Generative AI serving pipelines combine prompt processing, model and adapter selection, iterative generation, queueing, and GPU-resident state, so their memory footprint depends on more than request volume alone. This study investigates next-window GPU memory prediction with cross-layer signals from Alibaba GenTD26. The public request trace is transformed into a deterministic pod-window benchmark containing 12,253 active 10-minute samples constructed from 26,823 request records and 143 reproducible pseudo-pods. The feature space combines request complexity, queue pressure, execution and pipeline latency, GPU duty-cycle proxy, pod-memory-utilization proxy, and recent resident-memory lags. Six predictors are evaluated with chronological train, validation, and test partitions. Stochastic-gradient regression provides the lowest test RMSE at 2.588 GiB, with MAE 1.903 GiB and R² 0.608; Ridge and ExtraTrees follow closely. A feature ablation reduces DecisionTree RMSE from 3.469 GiB with request-only variables to 2.889 GiB with the full cross-layer signal set, a 16.7% reduction.

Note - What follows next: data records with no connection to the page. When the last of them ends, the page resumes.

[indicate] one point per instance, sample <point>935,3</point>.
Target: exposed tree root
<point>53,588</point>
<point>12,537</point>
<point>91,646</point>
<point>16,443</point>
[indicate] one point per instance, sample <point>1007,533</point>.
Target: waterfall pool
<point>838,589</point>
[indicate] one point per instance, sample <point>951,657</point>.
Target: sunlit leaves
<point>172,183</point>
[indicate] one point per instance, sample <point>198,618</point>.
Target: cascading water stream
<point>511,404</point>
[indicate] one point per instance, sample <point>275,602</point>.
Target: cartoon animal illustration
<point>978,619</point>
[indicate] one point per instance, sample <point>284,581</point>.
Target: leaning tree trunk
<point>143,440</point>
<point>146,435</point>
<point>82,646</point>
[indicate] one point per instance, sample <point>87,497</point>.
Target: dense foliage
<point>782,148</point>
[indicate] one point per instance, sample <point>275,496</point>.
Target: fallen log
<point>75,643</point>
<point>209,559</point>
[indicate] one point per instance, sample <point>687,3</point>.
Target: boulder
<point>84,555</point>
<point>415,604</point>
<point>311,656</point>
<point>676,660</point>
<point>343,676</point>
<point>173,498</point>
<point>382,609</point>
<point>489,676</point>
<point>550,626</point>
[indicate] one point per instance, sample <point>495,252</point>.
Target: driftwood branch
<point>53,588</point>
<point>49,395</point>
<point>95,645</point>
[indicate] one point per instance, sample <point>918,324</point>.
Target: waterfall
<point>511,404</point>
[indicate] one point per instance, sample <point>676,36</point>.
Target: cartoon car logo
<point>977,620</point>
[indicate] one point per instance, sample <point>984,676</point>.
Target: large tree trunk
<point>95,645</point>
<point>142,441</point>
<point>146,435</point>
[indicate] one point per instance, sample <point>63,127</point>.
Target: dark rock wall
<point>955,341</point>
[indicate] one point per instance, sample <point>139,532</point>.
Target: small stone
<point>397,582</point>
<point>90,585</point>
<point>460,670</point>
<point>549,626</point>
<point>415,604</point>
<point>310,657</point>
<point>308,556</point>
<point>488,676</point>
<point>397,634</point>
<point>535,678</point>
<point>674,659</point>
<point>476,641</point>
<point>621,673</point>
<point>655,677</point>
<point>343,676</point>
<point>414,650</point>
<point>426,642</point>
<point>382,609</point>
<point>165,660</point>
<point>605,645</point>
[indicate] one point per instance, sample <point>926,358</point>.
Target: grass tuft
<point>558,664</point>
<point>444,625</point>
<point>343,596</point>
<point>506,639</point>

Error increases from the 10-minute to the 30-minute horizon, emphasizing the value of near-term forecasts for admission control, pod selection, and warm-state management. The results show that queue, latency, utilization, and recent memory state jointly provide a practical basis for lightweight GPU-memory forecasting in generative serving pipelines.